Until the last few decades, very little mention was ever made in the public arena about grandparents having or trying to exercise any legal rights regarding their grandchildren. Parents were supposed to care for and discipline their children, with the grandparents just there for support and guidance. Even if Grandma and Gramps lived in the same household, the only time they took over custody and control of the youngsters was if both parents were dead or otherwise incapacitated. However, as generations have become increasingly "me"-centered, drug addiction has skyrocketed (particularly with the introduction of meth) and the economy continues to take a nosedive, more and more parents are having their children taken away from them for unfitness. Often the most obvious and readily available choice of adult(s) to step in and care for children when the parents can't is the grandparents. Why? The grands tend to be more stable and have more money and time to spend on and with the kids.
Short of taking custody of a grandchild, what kind of rights does a grandparent have?
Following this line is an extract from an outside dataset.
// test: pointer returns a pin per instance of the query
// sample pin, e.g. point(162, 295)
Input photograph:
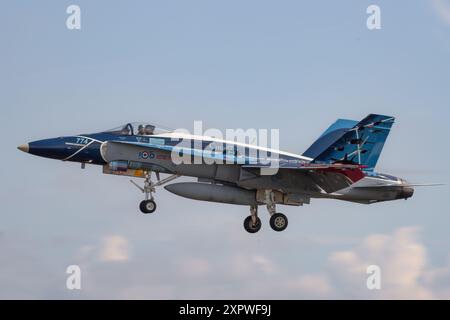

There is always the right of visitation, although that is not an absolute right in the eyes of the law. If one or both parents' legal rights are still intact, and they object to visitation with one or more of their grandparents, and a court determines that it would not be in the child(ren)'s best interest to be "forced" to have contact with this or these grandparents, then it can be denied. However, it almost goes without saying that generally the relationship between grandchildren and grandparents is fairly benign and usually quite positive. Grandparents don't have to discipline children like their parents do, and have much more time to spend together and can appreciate the changes each other is going through at this time in their lives, be it the growth during childhood or the declining of old age.
How does the court determine whether a particular grandparent is entitled to visitation with their grandchild(ren)?
Per ARS A?25-409, grandparents and even great-grandparents may petition the court for visitation rights as long as it is deemed to be in the child(ren)'s best interests and at least one of the following is true: (1) The child's parents have been divorced for at least 3 months and the grandparent is the parent of the child's non-custodial parent; (2) One of the child's parents has been deceased or missing for at least 3 months and the grandparent is the parent of the child's deceased or missing parent; or (3) The child's parents never wed.
What other factors do the courts look at?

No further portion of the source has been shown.